Morti trentaquattro migranti. Ancora. In un naufragio nel sud-est del Mar Egeo. Con molta probabilità, metà delle vittime sono bambini: quattro neonati, sei bambini e cinque bambine. Sul barcone si trovavano centododici persone.
Nel mentre, l’Europa continua la sua parata di brutte figure nella gestione dell’emergenza. Anche la Germania – che dopo la sfilza di chiusure e di continui rimandi di presa di posizione, che l’hanno portata ad aprire le frontiere per sostenere l’enorme problema di ‘immagine’ come leader dell’Europa – non ne può più. Così, dopo l’apertura delle frontiere, in mattinata la Merkel dichiara il “fallimento completo” dell’Ue nel difendere le frontiere esterne, che ci trasmette il dato che nessun altro ha iniziato a ragione in termini di risoluzione del problema.
Era forse la speranza tedesca, quella che i paesi del nostro continente, seguendo il suo esempio, si impegnassero nella risoluzione – o almeno appianamento – di un problema che ormai travalica ogni stato europeo, perché contro la morte c’è poco da poter gestire mediaticamente, se non attuando politiche che effettivamente risolvano o quantomeno recuperino sul fronte di una colpa pesata con il nome di ogni bambino morto in un barcone in pieno mare aperto.
Nessuno crede che la Germani abbia immaginato un piano risolutivo che fosse altro dalla gestione meramente economica del problema: se c’è un problema che lede l’immaginario intorno al giusto modo di governare – dall’austerity all’autoritarismo – va risolto, ma solo in termini di nasconderlo sotto il tappeto. Quindi, trovati i fondi, tutto è risolto. Non è in altro modo che questo problema risulta nell’agenda politica europea. E quindi, continuerà ad esistere.
Continuerà ad esistere perché non vi è lontanamente l’intenzione di ripensare il modo con cui ci relazione all’altro, né di affrontare problemi quale il razzismo, l’odio del diverso, la criminalità organizzata, etc., problemi che qualcuno definirebbe ‘sovrastrutturali’ ma che (questo spesso se lo dimenticano certi intellettualoidi) non sono marginali poiché esclusivo riflesso della struttura economica dominante, ma devono essere inquadrate nei termini della categoria astratta in cui ingabbiamo titoli di giornali, discussioni da bar, ma che in realtà sono esattamente tutti quei bambini morti in mare, i ragazzi uccisi per strada, gli omosessuali picchiati, le donne stuprate, i padri e madri che si suicidano perché non riescono a sostenere il dolore del non poter dare ai figli ciò che è banalmente una vita dignitosa, la possibilità di studiare, di formarsi e di vivere serenamente.
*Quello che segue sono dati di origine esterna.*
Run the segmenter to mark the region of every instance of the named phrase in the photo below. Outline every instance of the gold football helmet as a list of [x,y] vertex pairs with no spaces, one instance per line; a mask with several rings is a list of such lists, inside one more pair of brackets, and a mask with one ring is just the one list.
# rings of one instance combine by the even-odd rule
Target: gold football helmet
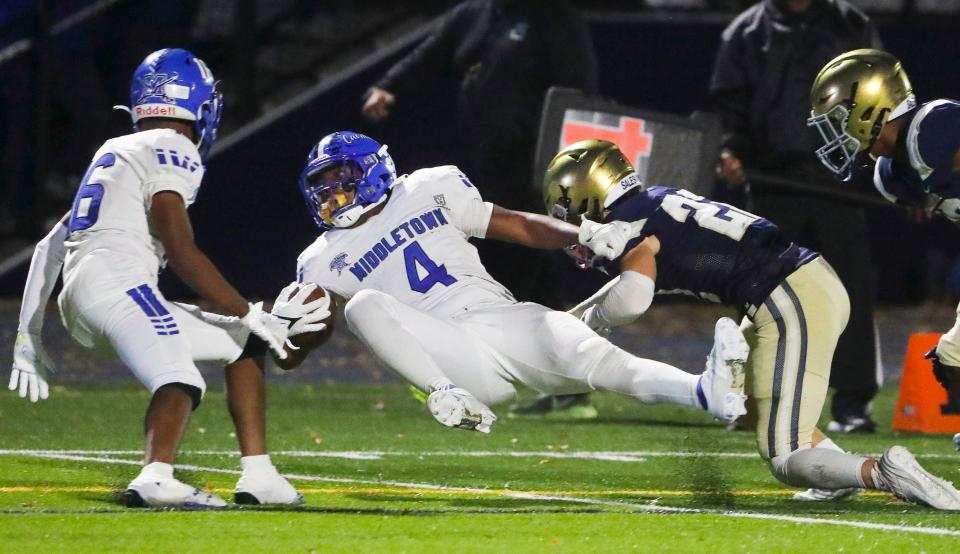
[[640,185],[620,149],[605,140],[582,140],[560,151],[543,178],[547,214],[571,223],[599,221],[603,209]]
[[892,55],[872,48],[843,53],[823,66],[810,89],[810,119],[824,145],[817,158],[848,178],[857,155],[883,125],[916,107],[910,79]]

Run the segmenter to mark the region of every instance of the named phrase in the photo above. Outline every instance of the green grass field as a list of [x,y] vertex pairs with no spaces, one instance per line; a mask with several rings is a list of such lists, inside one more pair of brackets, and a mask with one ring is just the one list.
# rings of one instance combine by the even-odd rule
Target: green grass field
[[[752,432],[693,410],[597,395],[590,422],[513,420],[489,436],[438,425],[398,385],[270,390],[274,463],[304,492],[292,510],[130,510],[148,395],[63,388],[30,404],[0,395],[0,551],[956,552],[960,514],[875,493],[798,503],[755,455]],[[894,391],[875,404],[889,429]],[[836,438],[836,437],[835,437]],[[894,443],[960,482],[949,437]],[[232,498],[239,460],[222,394],[191,420],[181,479]]]

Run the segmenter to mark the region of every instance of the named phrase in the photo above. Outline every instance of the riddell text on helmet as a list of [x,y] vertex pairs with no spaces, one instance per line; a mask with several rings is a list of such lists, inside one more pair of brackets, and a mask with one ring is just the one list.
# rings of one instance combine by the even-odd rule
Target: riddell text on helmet
[[160,105],[150,105],[150,106],[137,106],[135,108],[137,117],[176,117],[177,109],[176,106],[160,106]]

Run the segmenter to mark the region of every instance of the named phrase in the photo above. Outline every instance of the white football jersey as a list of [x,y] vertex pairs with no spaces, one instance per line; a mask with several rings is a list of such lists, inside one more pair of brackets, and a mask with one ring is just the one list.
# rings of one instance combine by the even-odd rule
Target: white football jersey
[[97,150],[70,212],[64,274],[93,251],[137,260],[156,275],[163,245],[150,229],[150,202],[173,191],[187,206],[196,198],[204,166],[197,147],[172,129],[154,129],[110,139]]
[[453,166],[399,177],[383,210],[320,235],[297,259],[297,278],[351,298],[363,289],[446,317],[512,304],[467,239],[483,238],[493,205]]

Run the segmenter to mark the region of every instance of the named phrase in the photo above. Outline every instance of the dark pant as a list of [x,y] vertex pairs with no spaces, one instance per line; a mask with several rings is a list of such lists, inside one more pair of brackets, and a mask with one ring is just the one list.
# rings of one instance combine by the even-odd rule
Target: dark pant
[[861,412],[879,386],[864,209],[840,200],[754,189],[751,211],[775,223],[795,242],[820,252],[846,287],[850,322],[833,357],[831,413],[841,419]]

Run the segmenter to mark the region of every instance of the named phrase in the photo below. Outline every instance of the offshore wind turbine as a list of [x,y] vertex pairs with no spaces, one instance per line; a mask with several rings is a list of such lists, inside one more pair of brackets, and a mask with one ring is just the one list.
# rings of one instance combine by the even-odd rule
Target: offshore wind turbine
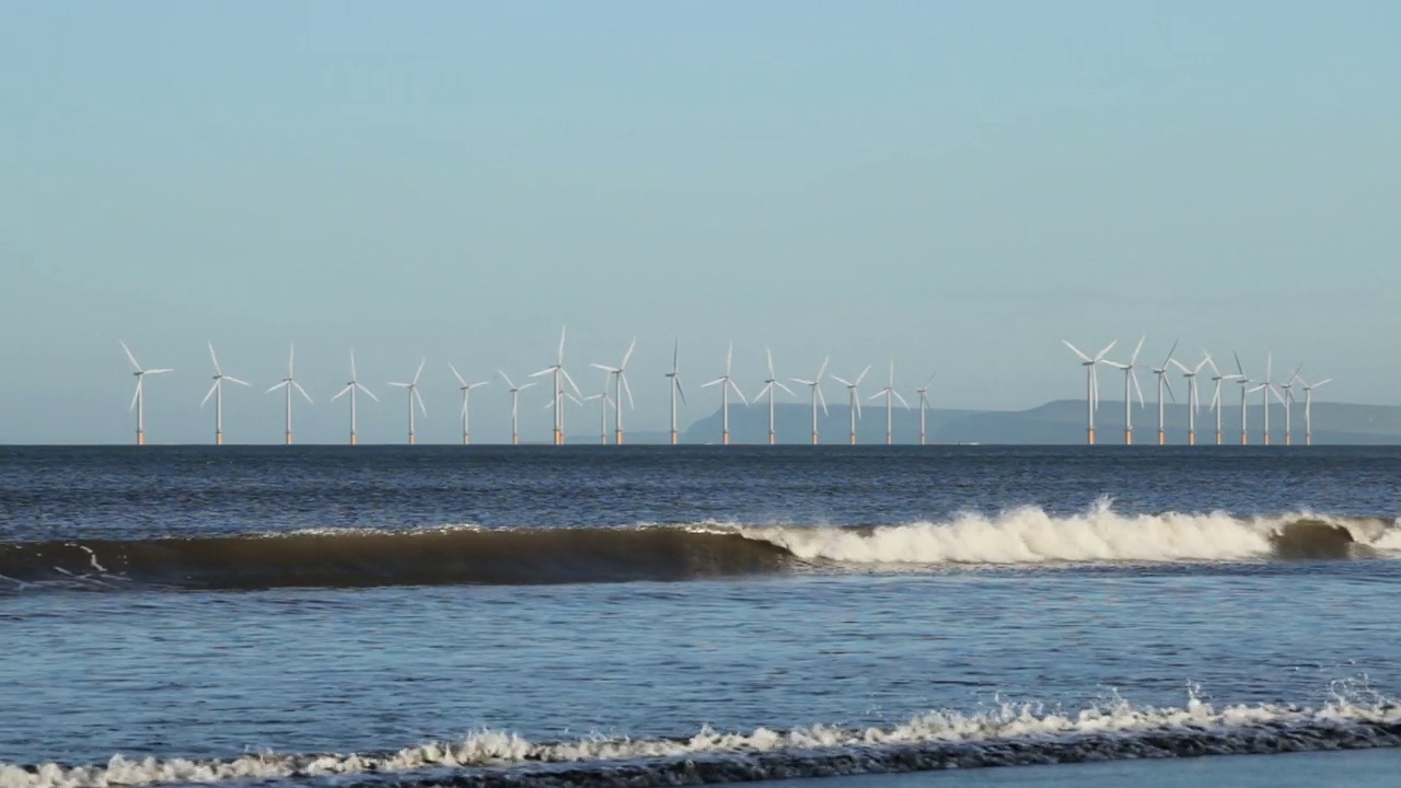
[[[628,386],[628,360],[632,359],[632,352],[636,348],[637,348],[637,339],[633,339],[632,344],[628,345],[628,352],[622,355],[622,362],[619,362],[618,366],[590,365],[594,369],[601,369],[601,370],[604,370],[605,373],[608,373],[608,374],[611,374],[614,377],[612,404],[614,404],[614,444],[615,446],[622,446],[622,395],[623,395],[623,393],[628,394],[628,407],[629,408],[636,408],[636,405],[632,401],[632,387]],[[608,384],[605,381],[604,383],[604,393],[607,393],[607,390],[608,390]]]
[[793,397],[794,394],[792,388],[783,386],[783,383],[779,381],[778,376],[773,374],[773,351],[765,346],[764,352],[769,358],[769,377],[768,380],[764,381],[764,388],[761,388],[759,393],[754,395],[754,401],[758,402],[759,400],[764,398],[765,394],[769,395],[769,446],[773,446],[773,443],[776,442],[776,433],[773,432],[773,398],[778,397],[778,388],[787,391],[789,397]]
[[[574,394],[579,394],[579,397],[583,397],[583,393],[579,390],[579,386],[574,384],[574,379],[570,377],[569,372],[565,369],[565,332],[567,330],[569,330],[567,325],[560,327],[560,330],[559,330],[559,353],[555,356],[555,363],[551,365],[551,366],[548,366],[548,367],[545,367],[545,369],[542,369],[542,370],[539,370],[539,372],[531,373],[531,377],[539,377],[542,374],[549,374],[549,376],[552,376],[552,379],[555,381],[555,400],[553,400],[553,407],[555,407],[555,439],[553,439],[553,442],[555,442],[555,446],[562,446],[565,443],[565,402],[563,402],[563,400],[565,400],[565,387],[560,383],[560,379],[567,380],[569,386],[574,390]],[[577,400],[577,397],[576,397],[576,400]]]
[[1299,383],[1304,384],[1304,446],[1313,446],[1313,390],[1332,383],[1332,379],[1325,377],[1318,383],[1309,383],[1300,377]]
[[[1084,442],[1089,446],[1094,446],[1094,411],[1100,407],[1100,373],[1098,365],[1105,363],[1104,356],[1114,349],[1118,339],[1110,342],[1103,351],[1090,358],[1080,348],[1076,348],[1066,339],[1061,339],[1066,348],[1070,348],[1076,356],[1080,356],[1080,366],[1084,367],[1084,409],[1086,409],[1086,429]],[[933,376],[929,377],[933,380]]]
[[126,342],[120,339],[116,341],[126,352],[126,360],[132,362],[132,374],[136,376],[136,394],[132,397],[132,407],[127,409],[136,411],[136,444],[146,444],[146,387],[143,381],[147,374],[165,374],[167,372],[175,372],[172,369],[142,369],[142,365],[136,363],[136,356],[132,355],[132,349],[126,346]]
[[817,369],[817,377],[813,380],[804,380],[801,377],[794,377],[793,383],[801,383],[813,390],[813,446],[817,446],[817,404],[822,404],[822,415],[827,415],[827,397],[822,397],[822,374],[827,372],[827,362],[831,359],[822,359],[822,366]]
[[[1199,372],[1202,372],[1202,367],[1206,366],[1206,362],[1212,360],[1212,356],[1210,355],[1203,355],[1202,360],[1196,362],[1196,366],[1194,366],[1194,367],[1188,367],[1187,365],[1184,365],[1182,362],[1180,362],[1177,359],[1170,359],[1170,360],[1171,360],[1173,366],[1175,366],[1177,369],[1182,370],[1182,377],[1187,379],[1187,444],[1188,446],[1196,446],[1196,409],[1201,408],[1201,401],[1199,401],[1198,394],[1196,394],[1196,374]],[[1217,391],[1220,390],[1220,384],[1219,383],[1217,383],[1216,388],[1217,388]],[[1161,401],[1161,400],[1163,400],[1163,397],[1161,397],[1161,394],[1159,394],[1159,401]],[[1213,407],[1215,407],[1215,402],[1213,402]],[[1220,428],[1219,426],[1216,428],[1216,443],[1220,443]]]
[[856,380],[846,380],[842,377],[836,377],[835,374],[832,376],[832,380],[846,387],[846,394],[848,394],[846,411],[852,422],[852,429],[848,436],[848,442],[852,446],[856,446],[856,419],[860,418],[862,415],[862,398],[856,394],[856,387],[862,384],[862,379],[866,377],[866,373],[870,370],[871,365],[866,365],[866,369],[863,369],[862,373],[856,376]]
[[214,344],[209,342],[209,359],[214,362],[214,386],[209,388],[209,394],[199,401],[199,407],[203,408],[209,398],[214,398],[214,446],[224,444],[224,381],[237,383],[238,386],[252,386],[247,380],[238,380],[231,374],[224,374],[224,370],[219,369],[219,356],[214,355]]
[[1167,395],[1177,401],[1177,394],[1173,394],[1173,384],[1167,380],[1167,365],[1173,360],[1173,353],[1177,352],[1177,339],[1173,341],[1173,348],[1167,351],[1167,358],[1163,359],[1161,366],[1153,367],[1153,374],[1157,376],[1157,444],[1167,444],[1167,432],[1163,428],[1163,387],[1167,387]]
[[490,380],[482,380],[479,383],[468,383],[462,379],[462,373],[457,372],[457,367],[451,363],[447,365],[453,370],[453,377],[457,379],[458,388],[462,390],[462,446],[472,443],[472,390],[481,386],[486,386]]
[[409,446],[413,446],[415,432],[413,432],[413,401],[417,400],[419,409],[423,415],[429,415],[429,409],[423,407],[423,397],[419,394],[419,376],[423,374],[423,365],[427,363],[427,358],[419,362],[419,369],[413,373],[413,380],[408,383],[389,383],[395,388],[405,388],[409,394]]
[[681,390],[681,367],[678,359],[681,356],[681,342],[671,342],[671,372],[667,377],[671,379],[671,444],[677,444],[677,395],[681,395],[681,402],[685,404],[686,393]]
[[284,433],[284,442],[286,442],[287,446],[291,446],[291,390],[296,388],[297,393],[300,393],[307,400],[307,404],[308,405],[311,404],[311,394],[307,394],[307,390],[303,388],[300,383],[297,383],[297,379],[296,379],[296,376],[291,372],[291,362],[296,358],[296,353],[297,353],[297,348],[291,342],[289,342],[287,344],[287,377],[282,379],[282,383],[279,383],[279,384],[273,386],[272,388],[269,388],[268,391],[265,391],[265,394],[272,394],[273,391],[282,388],[287,394],[287,432]]
[[881,388],[880,391],[877,391],[877,393],[874,393],[874,394],[870,395],[871,400],[874,400],[877,397],[885,397],[885,446],[890,446],[891,443],[895,442],[894,440],[895,435],[894,435],[894,432],[891,429],[894,426],[894,423],[895,423],[894,419],[892,419],[892,416],[891,416],[891,414],[894,412],[892,408],[891,408],[891,400],[899,400],[899,404],[905,405],[906,411],[909,409],[909,402],[906,402],[905,398],[899,395],[899,391],[895,391],[895,360],[894,359],[891,359],[891,362],[890,362],[890,381],[885,383],[885,388]]
[[740,386],[734,381],[733,377],[730,377],[731,362],[734,362],[734,342],[730,342],[730,352],[726,353],[724,356],[724,374],[712,380],[710,383],[700,384],[700,388],[705,388],[708,386],[720,387],[720,422],[722,422],[720,443],[724,446],[730,444],[730,390],[734,388],[734,394],[740,398],[741,402],[744,402],[745,405],[750,404],[750,401],[744,398],[744,391],[740,391]]
[[[915,390],[915,394],[919,394],[919,444],[920,446],[925,444],[925,408],[929,407],[929,384],[934,381],[934,374],[936,373],[929,373],[929,380],[926,380],[923,386],[920,386],[919,388]],[[1090,416],[1090,418],[1093,419],[1094,416]],[[1090,439],[1090,443],[1094,443],[1093,437]]]
[[350,381],[346,383],[346,387],[342,388],[340,391],[338,391],[336,395],[331,398],[331,401],[335,402],[343,394],[349,394],[350,395],[350,446],[354,446],[359,442],[359,437],[357,437],[356,429],[354,429],[354,419],[356,419],[354,394],[356,394],[357,388],[360,391],[364,391],[366,395],[368,395],[375,402],[380,401],[380,398],[375,397],[373,391],[370,391],[368,388],[366,388],[364,386],[360,384],[360,379],[356,376],[356,372],[354,372],[354,351],[350,351]]
[[531,386],[535,386],[535,381],[527,383],[525,386],[516,386],[504,372],[496,370],[496,374],[502,376],[502,380],[506,381],[506,386],[511,393],[511,446],[517,446],[521,442],[521,430],[520,430],[521,391],[525,391]]
[[1124,444],[1125,446],[1132,446],[1133,444],[1133,391],[1129,390],[1129,384],[1131,383],[1133,384],[1133,390],[1138,391],[1139,407],[1140,408],[1145,407],[1145,402],[1143,402],[1143,387],[1138,384],[1138,373],[1135,373],[1133,370],[1138,369],[1138,355],[1139,355],[1139,351],[1143,349],[1143,339],[1146,339],[1146,338],[1147,337],[1140,337],[1139,338],[1138,346],[1133,348],[1133,355],[1129,356],[1129,363],[1125,365],[1125,363],[1111,362],[1111,360],[1105,360],[1104,362],[1104,363],[1107,363],[1107,365],[1110,365],[1112,367],[1118,367],[1118,369],[1124,370]]

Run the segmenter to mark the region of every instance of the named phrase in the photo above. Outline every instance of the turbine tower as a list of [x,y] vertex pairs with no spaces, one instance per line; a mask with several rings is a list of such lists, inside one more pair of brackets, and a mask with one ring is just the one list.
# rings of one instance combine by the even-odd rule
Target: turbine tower
[[899,400],[899,404],[905,405],[906,411],[909,409],[909,402],[899,395],[899,391],[895,391],[895,359],[891,359],[890,362],[890,381],[885,383],[885,388],[881,388],[870,395],[871,400],[876,400],[877,397],[885,397],[885,446],[890,446],[895,442],[895,433],[892,430],[895,422],[891,415],[894,412],[891,408],[891,400]]
[[[919,444],[925,444],[925,408],[929,407],[929,384],[934,381],[934,373],[929,374],[929,380],[923,386],[915,390],[919,394]],[[1094,419],[1094,416],[1090,416]],[[1093,425],[1093,421],[1091,421]],[[1094,428],[1090,428],[1090,443],[1094,443]]]
[[553,442],[555,442],[555,446],[563,446],[563,443],[565,443],[565,401],[563,401],[565,400],[565,386],[560,381],[560,379],[567,380],[569,386],[574,390],[574,394],[579,394],[579,397],[583,397],[583,393],[579,391],[579,386],[574,384],[574,379],[569,376],[567,370],[565,370],[565,332],[567,330],[569,330],[567,325],[566,327],[560,327],[560,330],[559,330],[559,353],[555,356],[555,363],[552,366],[548,366],[548,367],[539,370],[539,372],[531,373],[531,377],[539,377],[542,374],[549,374],[553,379],[553,381],[555,381],[555,400],[553,400],[553,407],[555,407],[555,437],[553,437]]
[[1304,384],[1304,446],[1313,446],[1313,390],[1332,383],[1332,379],[1325,377],[1318,383],[1307,383],[1300,377],[1299,383]]
[[[1118,344],[1118,339],[1105,345],[1104,349],[1096,353],[1093,359],[1083,351],[1080,351],[1080,348],[1072,345],[1069,341],[1061,339],[1061,342],[1066,348],[1070,348],[1070,352],[1073,352],[1076,356],[1080,356],[1080,366],[1084,367],[1084,411],[1086,411],[1084,442],[1089,446],[1094,446],[1094,411],[1096,408],[1100,407],[1098,365],[1107,363],[1104,360],[1104,356],[1111,349],[1114,349],[1114,345]],[[933,376],[929,376],[929,380],[933,379],[934,379]]]
[[1173,362],[1173,353],[1177,352],[1177,339],[1173,341],[1171,349],[1167,351],[1167,358],[1163,359],[1161,366],[1153,367],[1153,374],[1157,376],[1157,444],[1167,446],[1167,432],[1163,426],[1163,388],[1167,387],[1167,395],[1177,401],[1177,394],[1173,394],[1173,384],[1167,380],[1167,365]]
[[472,390],[481,386],[486,386],[488,383],[490,383],[490,380],[483,380],[481,383],[468,383],[467,380],[462,379],[462,373],[457,372],[455,366],[450,363],[447,365],[447,367],[453,370],[453,377],[457,379],[458,388],[462,390],[462,446],[468,446],[472,443],[472,421],[471,421]]
[[209,398],[214,398],[214,446],[224,444],[224,381],[237,383],[238,386],[252,386],[247,380],[238,380],[231,374],[224,374],[224,370],[219,369],[219,356],[214,355],[214,344],[209,342],[209,358],[214,362],[214,386],[210,387],[209,394],[199,401],[199,407],[203,408]]
[[793,383],[801,383],[813,390],[813,446],[817,446],[817,404],[822,404],[822,415],[827,415],[827,397],[822,397],[822,374],[827,372],[827,362],[831,359],[822,359],[822,366],[817,369],[817,377],[813,380],[804,380],[801,377],[794,377]]
[[[601,369],[614,377],[614,395],[611,402],[614,405],[614,444],[622,446],[622,395],[628,394],[628,407],[636,408],[632,401],[632,387],[628,386],[628,360],[632,359],[632,352],[637,348],[637,339],[633,339],[628,345],[628,352],[622,355],[622,362],[618,366],[608,365],[590,365],[594,369]],[[604,393],[607,394],[608,384],[604,383]]]
[[744,398],[744,391],[740,391],[740,386],[730,376],[731,362],[734,362],[734,342],[730,342],[730,351],[724,355],[724,374],[712,380],[710,383],[700,384],[700,388],[705,388],[708,386],[720,387],[720,423],[722,423],[720,443],[723,446],[730,444],[730,390],[731,388],[734,390],[734,394],[740,398],[741,402],[744,402],[745,405],[750,404],[750,401]]
[[284,442],[286,442],[287,446],[291,446],[291,390],[296,388],[297,393],[300,393],[307,400],[307,404],[308,405],[311,404],[311,394],[307,394],[307,390],[303,388],[300,383],[297,383],[296,376],[293,376],[293,373],[291,373],[291,362],[296,358],[296,353],[297,353],[297,348],[289,342],[287,344],[287,377],[282,379],[282,383],[279,383],[279,384],[273,386],[272,388],[269,388],[268,391],[265,391],[265,394],[272,394],[273,391],[282,388],[287,394],[287,432],[284,433]]
[[863,369],[862,373],[856,376],[856,380],[846,380],[842,377],[836,377],[835,374],[832,376],[832,380],[846,387],[846,397],[848,397],[846,411],[852,422],[850,432],[848,433],[848,443],[850,443],[852,446],[856,446],[856,419],[859,419],[862,415],[862,398],[856,394],[856,387],[862,384],[862,379],[866,377],[866,373],[870,370],[871,365],[866,365],[866,369]]
[[759,400],[764,398],[765,394],[769,395],[769,446],[773,446],[773,443],[778,440],[778,435],[773,432],[773,398],[778,397],[778,388],[787,391],[789,397],[794,397],[794,394],[792,388],[783,386],[783,383],[779,381],[778,376],[773,374],[773,351],[765,346],[764,352],[769,358],[769,377],[768,380],[764,381],[764,388],[759,388],[759,393],[754,395],[754,401],[758,402]]
[[[1187,379],[1187,444],[1196,446],[1196,411],[1201,408],[1201,400],[1196,394],[1196,374],[1202,372],[1206,362],[1212,360],[1210,355],[1203,355],[1202,360],[1196,362],[1196,366],[1188,367],[1177,359],[1171,359],[1173,366],[1182,370],[1182,377]],[[1217,390],[1220,386],[1217,384]],[[1159,394],[1159,401],[1163,397]],[[1220,426],[1216,428],[1216,443],[1222,442]]]
[[366,388],[364,386],[360,384],[360,379],[356,376],[356,372],[354,372],[354,351],[352,349],[350,351],[350,380],[346,383],[345,388],[342,388],[340,391],[338,391],[336,395],[331,398],[331,401],[335,402],[336,400],[339,400],[345,394],[350,395],[350,446],[354,446],[360,440],[359,435],[356,433],[356,401],[354,401],[356,390],[364,391],[366,395],[370,397],[371,400],[374,400],[375,402],[380,401],[380,398],[375,397],[374,393],[371,393],[368,388]]
[[686,393],[681,390],[681,367],[678,366],[678,359],[681,355],[681,342],[672,341],[671,344],[671,372],[667,377],[671,379],[671,444],[677,444],[677,395],[681,395],[681,404],[686,401]]
[[132,395],[132,407],[129,409],[136,411],[136,444],[146,444],[146,387],[143,381],[147,374],[165,374],[167,372],[175,372],[172,369],[142,369],[142,365],[136,363],[136,356],[132,355],[132,349],[126,346],[126,342],[120,339],[116,341],[126,352],[126,360],[132,362],[132,374],[136,376],[136,394]]
[[429,409],[423,407],[423,397],[419,395],[419,376],[423,374],[425,363],[427,363],[427,358],[419,362],[419,369],[413,373],[413,380],[408,383],[389,383],[389,386],[394,386],[395,388],[406,390],[409,395],[409,446],[413,446],[416,440],[416,435],[413,432],[413,401],[417,400],[419,409],[423,411],[425,416],[429,415]]
[[[1104,362],[1104,363],[1107,363],[1107,365],[1110,365],[1112,367],[1118,367],[1118,369],[1124,370],[1124,444],[1125,446],[1132,446],[1133,444],[1133,391],[1138,391],[1139,407],[1140,408],[1145,407],[1145,402],[1143,402],[1143,387],[1140,387],[1138,384],[1138,373],[1133,372],[1133,370],[1138,369],[1138,355],[1139,355],[1139,351],[1143,349],[1143,339],[1146,339],[1146,337],[1140,337],[1139,338],[1138,346],[1133,348],[1133,355],[1129,356],[1129,363],[1125,365],[1125,363],[1110,362],[1110,360]],[[1133,386],[1132,390],[1129,388],[1129,384]]]
[[504,372],[496,370],[496,374],[502,376],[502,380],[506,381],[506,386],[511,393],[511,446],[518,446],[521,442],[521,430],[520,430],[521,391],[525,391],[531,386],[535,386],[535,383],[531,381],[527,383],[525,386],[516,386],[514,383],[511,383],[511,379]]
Niente di più, niente di meno.Tutto questo continuerà ad esistere perché permettere alle persone di capire (cos’altro fa o dovrebbe fare il Sapere, quindi ciò che studiamo all’Università o nelle Scuole?) non favorisce alcun tipo di autoritarismo. Perché chi comprende sceglie. E ci meraviglieremmo molto nello scoprire che sceglieremmo gli altri piuttosto che noi, se sopravvivere noi significa creare esclusi, causare morti, alimentare solitudini.
Ciò che sta succedendo in questi giorni, dalla marcia della libertà che dall’Ungheria ha sfidato confini e barriere alla marcia delle donne e degli uomini scalzi, è la cartina da tornasole di un’Europa che si fonda sulla libera circolazione dei capitali, ma che condanna gli esseri umani all’impossibilità di muoversi e di spostarsi.
È fondamentale riaprire il dibattito su quale sia la risposta che come Europa vogliamo dare alla questione. Certo continuare a lasciare a paesi come al Germania, che senza troppi indugi sfruttano i paesi del Sud Europa contrapponendo un’austerità troppo pesante per le spalle di regioni del mondo distrutte e mai (per volontà di politiche scellerate e vincolate e poteri interessati al progresso e all’arricchimento del Sud) sviluppatesi, prendano l’iniziativa e si facciano carico solo di una parte dei richiedenti asilo.
I fatti di questi giorni hanno dimostrato che i popoli sanno essere solidali e vogliono costruire l’alternativa, i governi no. E c’è da chiedersi per quanto tutto questo potrà ancore resistere tra le pareti sottili, sempre più sottili, di un mondo che sta crollando, e di un altro che spinge per nascere. Perché il rischio è evidente: o rinascere, o sparire. Tutti. Che sia in mare o nella sporca coscienza di non essere intervenuti prima, di essersi imposti prima. Di non aver voluto guardare.